Encendí el siguiente gracias a un alfiler de fuego que brotó durante un instante. Aspiré. Tardé justo lo que se tarda en pensar en la casualidad que lleva a una gota de lluvia a caer en mi cigarro y plaf. Y esta vez no en la punta sino en el medio, una gota tan grande que partió por el centro al cigarrillo, abriendo un cráter en el tabaco, lo desgarró dejándolo con las tripas fuera, gritando. Tocado, inundado, hundido.

Alarmado, que no neurótico, pedí fuego a unos bachilleres que fumaban en la esquina de la tiendita de Doña Auri. Me miraron serio, yo intentaba sonreír pero me temblaban las manos. Quedaban pocas cuadras y procuré pegarme a las paredes de esas casonas viejas buscando el refugio de sus aleros de madera. Corría cuando no tenía más remedio que cruzar la calle, siempre cuidando de tapar con la mano el cigarro que ya se consumía perfectamente. Creo que por eso me dolió más, porque ya estaba seguro que no volvería a pasar, que eso de verlos ahogarse delante de mi nariz sólo era una coincidencia, como lo nuestro (como lo de este pobre país), algo puntual, una mala etapa.

La puta gota era enorme. Calló en picado desde la punta de una teja que se salía unos centímetros de aquel alero. Saltó, más bien, calculando la velocidad del viento, mi desplazamiento y el ángulo de la pendiente. Acertó. A este, me lo arrancaron dejándome la boquilla colgando de los labios como si me hubiera quedado con la cabeza de un cuerpo que acaba de ser guillotinado.

Sí. Y aunque te parezca que todo es un cuento, que no tiene sentido tanta mala ostia y tanta buena puntería, lo cierto es que todos han muerto ahogados por gotas francotiradoras y suicidas. De nada me vale decirte que lo intenté, que corrí, esquivé, salté. De nada me sirve confesar que lo siento, asumir la responsabilidad, clamar que a mí me pasan esas cosas como a ti te pasan esas otras más normales.
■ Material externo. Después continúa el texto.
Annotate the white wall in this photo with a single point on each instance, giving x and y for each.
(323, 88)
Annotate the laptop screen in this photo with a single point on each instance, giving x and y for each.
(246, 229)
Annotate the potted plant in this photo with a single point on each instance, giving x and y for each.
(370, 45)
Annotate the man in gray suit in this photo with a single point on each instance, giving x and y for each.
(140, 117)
Tú, tan fumadora social, puedes culparme de todos los errores, tienes todas las pruebas, el jurado está contigo (y además no le caigo bien al juez).

Este es el último. Si quieres lo compartimos o mejor me bajo en un momento hasta la esquina y te busco una cajetilla. ¿Y esa maleta? Puedo preguntarle a los vecinos, siempre guardan algo de tabaco de liar – ¿te vas de viaje?– o mejor me voy hasta lo de Doña Auri, (no entiendo, por qué esas lágrimas) y te traigo algo de comer y esos cigarros que te gustan, los azules. Prometo que esta vez te los traeré todos aunque me disparen todas las gotas de esta ciudad. Plaf*.

*Este es un plaf de lágrima. Las lágrimas mojan menos y suenan a puerta que se cierra.